Rédacteur: Dr Nicolas Neveux, Psychiatre à Paris, formé en Thérapie Cognitive et Comportementale (AFTCC) et en Thérapie Interpersonnelle (IFTIP),
mail: dr.neveux@gmail.com
L’essentiel:

  • La neuro-inflammation post-COVID-19 peut entraîner des symptômes neurologiques persistants (troubles cognitifs, fatigue, dépression, anxiété)
  • Un médecin/neurologue/psychiatre doit évaluer et coordonner la prise en charge
  • Les traitements actuels ciblent l’inflammation, la rééducation cognitive et la prise en charge des symptômes psychiatriques

 

Neuro-inflammation et COVID-19 : un lien scientifiquement établi

Depuis le début de la pandémie de COVID-19, les chercheurs ont mis en évidence un lien étroit entre l’infection par le SARS-CoV-2 et l’apparition de symptômes neurologiques, parfois persistants. Parmi les mécanismes sous-jacents, la neuro-inflammation occupe une place centrale. Ce phénomène, caractérisé par une activation anormale des cellules immunitaires du système nerveux central, peut entraîner des dommages durables et expliquer une partie des symptômes observés chez les patients atteints de COVID-19, notamment ceux souffrant de COVID long. Une étude récente publiée dans Nature Neuroscience a montré que les patients présentant des troubles cognitifs post-COVID-19 (tels que des difficultés de concentration, des troubles de la mémoire ou une « brume cérébrale ») présentaient des marqueurs biologiques d’inflammation cérébrale et une altération de la barrière hémato-encéphalique (BHE). Cette barrière, normalement imperméable, laisse passer des molécules inflammatoires et des cellules immunitaires en cas de COVID-19 sévère ou prolongé, ce qui aggrave la neuro-inflammation.
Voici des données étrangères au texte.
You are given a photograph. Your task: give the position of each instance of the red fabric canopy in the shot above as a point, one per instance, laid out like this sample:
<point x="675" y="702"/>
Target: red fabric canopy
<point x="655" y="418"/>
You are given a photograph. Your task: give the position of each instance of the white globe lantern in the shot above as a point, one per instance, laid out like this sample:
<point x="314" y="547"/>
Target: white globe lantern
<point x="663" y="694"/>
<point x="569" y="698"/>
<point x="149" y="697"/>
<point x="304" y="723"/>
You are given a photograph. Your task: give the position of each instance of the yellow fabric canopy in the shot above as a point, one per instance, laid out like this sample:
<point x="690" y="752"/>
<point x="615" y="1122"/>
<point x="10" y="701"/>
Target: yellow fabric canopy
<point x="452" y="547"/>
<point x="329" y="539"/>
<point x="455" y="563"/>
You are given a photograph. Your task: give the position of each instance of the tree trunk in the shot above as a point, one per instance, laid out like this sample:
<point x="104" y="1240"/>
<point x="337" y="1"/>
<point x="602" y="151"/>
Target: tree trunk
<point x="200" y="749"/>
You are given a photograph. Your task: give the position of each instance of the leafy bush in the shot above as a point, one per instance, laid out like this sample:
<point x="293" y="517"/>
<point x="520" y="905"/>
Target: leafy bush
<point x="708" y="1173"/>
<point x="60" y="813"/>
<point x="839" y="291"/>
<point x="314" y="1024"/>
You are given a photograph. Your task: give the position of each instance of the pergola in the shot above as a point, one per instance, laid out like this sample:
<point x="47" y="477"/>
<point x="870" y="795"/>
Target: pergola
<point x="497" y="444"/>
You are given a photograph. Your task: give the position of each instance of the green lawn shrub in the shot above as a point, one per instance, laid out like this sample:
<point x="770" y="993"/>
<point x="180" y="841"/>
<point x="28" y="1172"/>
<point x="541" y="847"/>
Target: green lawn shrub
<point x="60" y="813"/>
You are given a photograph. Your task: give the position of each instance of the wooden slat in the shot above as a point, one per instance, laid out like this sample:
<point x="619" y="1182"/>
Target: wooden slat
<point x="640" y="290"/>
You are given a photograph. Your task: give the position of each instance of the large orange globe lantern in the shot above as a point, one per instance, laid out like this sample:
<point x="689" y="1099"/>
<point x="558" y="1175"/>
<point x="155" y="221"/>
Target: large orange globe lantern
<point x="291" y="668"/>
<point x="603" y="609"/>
Exemple clinique : le cas de Marie, 45 ans

Marie, 45 ans, a été hospitalisée pour une forme sévère de COVID-19 en mars 2022. Après sa sortie, elle a développé des maux de tête persistants, une fatigue intense et des difficultés à se concentrer. Les examens sanguins ont révélé une élévation des marqueurs inflammatoires (comme l’IL-6 et la protéine C-réactive), et une IRM cérébrale a montré des signes d’activation microgliale, caractéristique de la neuro-inflammation. Son neurologue a initié un traitement anti-inflammatoire et une rééducation cognitive, avec une amélioration progressive après six mois. —

Mécanismes de la neuro-inflammation post-COVID-19

Plusieurs mécanismes expliquent comment le SARS-CoV-2 peut déclencher une neuro-inflammation : 1. Invasion directe du virus : Bien que le SARS-CoV-2 ne soit pas un virus neurotrope classique, des études ont détecté sa présence dans le cerveau de certains patients décédés, notamment dans les régions impliquées dans la régulation de l’odorat et de la mémoire. 2. Réaction inflammatoire systémique : La tempête cytokinique, caractéristique des formes graves de COVID-19, libère des molécules pro-inflammatoires (IL-1β, IL-6, TNF-α) qui peuvent traverser la BHE et activer les cellules immunitaires du cerveau (microglie, astrocytes). 3. Dysfonction endothéliale : Le virus endommage les vaisseaux sanguins, y compris ceux du cerveau, favorisant la fuite de cellules immunitaires et de protéines inflammatoires dans le parenchyme cérébral. 4. Auto-immunité : Certains patients développent des auto-anticorps dirigés contre des composants du système nerveux, prolongeant l’inflammation même après l’élimination du virus.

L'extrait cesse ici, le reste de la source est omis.